Закончив, она пожелала всем, кроме меня, доброй ночи. Рене, сев на диван, спросила:
– Разве Мари-Ноэль не спустится к нам поиграть в домино?
– Сегодня – нет, – ответила Бланш. – Я почитаю ей наверху. – И вышла из комнаты.
Минуту спустя Рене сказала:
– Странно, девочка никогда не пропускает игры.
– Она очень расстроилась из-за Жана, – откликнулся Поль, беря одну газету и кидая мне другую. – Я сразу это заметил.

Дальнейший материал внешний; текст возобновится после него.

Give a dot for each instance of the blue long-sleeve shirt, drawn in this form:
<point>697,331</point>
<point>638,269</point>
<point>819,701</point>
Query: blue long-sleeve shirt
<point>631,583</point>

Ты следи за ней, не то у нее опять начнутся виденья. Я не уверен, что так уж разумно было дарить ей жизнеописание святой Терезы из Лезье.
Вечер тянулся медленно, единственным развлечением были газеты; время от времени Рене поглядывала на меня, улыбаясь сочувственной, заговорщицкой улыбкой, беззвучно спрашивая: "Больно? Не легче?", – очевидно, чтобы показать, что из-за моей "раны" мне прощен вчерашний день.
Я волновался за Мари-Ноэль. Она могла забрать себе в голову, что должна обречь себя на еще какой-нибудь мученический подвиг: надеть на шею железный ошейник или спать на гвоздях, поэтому в половине десятого я попрощался с Рене и Полем и пошел наверх. Направился прямо в башенную комнатку и распахнул дверь. В комнате было темно, и, нащупав выключатель, я зажег свет.
Девочка стояла на коленях у аналоя, сжимая четки, и я понял, что нечаянно прервал молитву.
– Извини, – сказал я. – Я приду, когда ты кончишь.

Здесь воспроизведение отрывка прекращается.